A member of our team spent the afternoon refreshing Oxford members on web-development for their wiki. To make the most of the time we had, we started out by planning what we wanted to achieve and then began coding as well as touching up on some of the more advance areas of HTML and CSS. We developed a couple of designs for their homepage and made amendments to the navigation bar so that it was responsive. We also addressed issues regarding compliance with the wiki rules; some content on their page was not hosted on their site so we explained how they could do this for various files, fonts and scripts.
This collaboration was beneficial for both teams as it helped team members learn or refresh new skills that they hadn't experienced before the iGEM experience.
Biological Modelling - Manchester iGEM Team
Manchester University iGEM Team have a reputation of excellent modelling skills. Therefore, at the UK iGEM meet-up we asked the Manchester Team to collaborate with us and help us biologically model the amount of PETase or MHETase enzyme we would need to purify to achieve degradation of plastic. This was dependent on a couple of variables, including assumed enzyme activity/digestion rate, time left between washes for degradation to occur and the microplastic concentration in g/L. Other parameters used in calculation were sourced from a synthetic biology research paper entitled 'Enhanced Poly(ethylene terephthalate) Hydrolase Activity by Protein Engineering' published in December 2018.
The Manchester team gave us their initial calculations so that we could start the work in the biological wet-lab with ball-park figures in mind. Below is the spreadsheet sent to us by the Manchester Team detailing their 'back of the envelope calculations' to help us understand the factors we would need to consider whilst aiming for a final result of plastic degradation.
The Manchester Team also sent us some of the assumptions they had made whilst making these calculations:
"This models the amount of enzyme needed to digest over the course of a defined time period. This is not exclusive to PETase and could be adjusted to work with anything you have the kinetics for.The model assumes you're constantly digesting over the course of the time period and so calculates how much you need if you are going to continously digest such that everything is gone by the end of the time period. The model also assumes the microplastics are 100% PET digestable all with a constant rate. Furthermore the model assumes that the activity of the enzyme does not drop over the course of the time period."
This collaboration was very valuable for us at the very start of our project when we were considering the enzyme solution and how much we would need to put into our filtration system. It was also useful for our team as a lot of our team members had no experience with the biological side of the project and it gave a larger sense of context to our overall aim.
Sustainable Development Goals
We took part in the iGEMxSDGs Challenge, which aimed to spread awareness of the Sustainable Development Goals (SDGs) within the iGEM community.
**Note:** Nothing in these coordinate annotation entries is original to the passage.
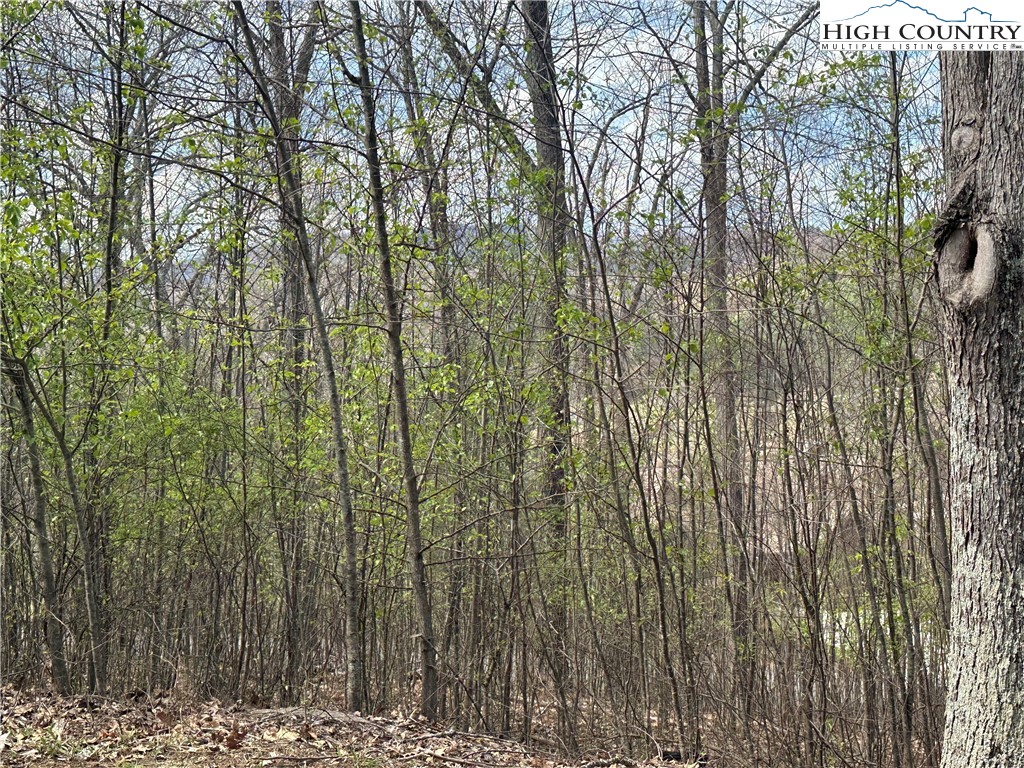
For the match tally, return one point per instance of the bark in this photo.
(292, 204)
(980, 245)
(428, 653)
(54, 623)
(553, 224)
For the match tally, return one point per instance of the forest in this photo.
(567, 373)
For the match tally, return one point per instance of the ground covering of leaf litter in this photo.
(40, 731)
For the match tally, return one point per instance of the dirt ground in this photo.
(43, 730)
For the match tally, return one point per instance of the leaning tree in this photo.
(980, 243)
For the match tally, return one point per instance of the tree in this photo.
(980, 245)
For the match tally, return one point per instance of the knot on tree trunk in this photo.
(968, 265)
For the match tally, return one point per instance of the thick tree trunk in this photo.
(980, 243)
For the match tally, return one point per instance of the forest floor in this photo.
(42, 731)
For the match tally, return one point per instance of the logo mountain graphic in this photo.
(972, 14)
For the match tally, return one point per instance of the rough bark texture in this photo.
(981, 276)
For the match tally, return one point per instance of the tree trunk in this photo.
(54, 623)
(552, 227)
(428, 653)
(292, 205)
(980, 245)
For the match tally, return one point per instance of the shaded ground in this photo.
(42, 731)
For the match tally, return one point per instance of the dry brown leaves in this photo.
(39, 731)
The SDGs of the United Nations aim to improve the world's situation by promoting prosperity, equality, peace and care for the environment. Organised by TAS Taipei, Costa Rica and Tuebingen, we collaborated with many iGEM teams to map our sustainable goals for our project.
The goals we chose to focus our project around are Clean Water and Sanitation, Responsible Consumption and Production, Climate Action and Life Below Water. We believe that keeping these goals in mind as we designed and carried out our project were crucial to ensuring we focused on sustainable development.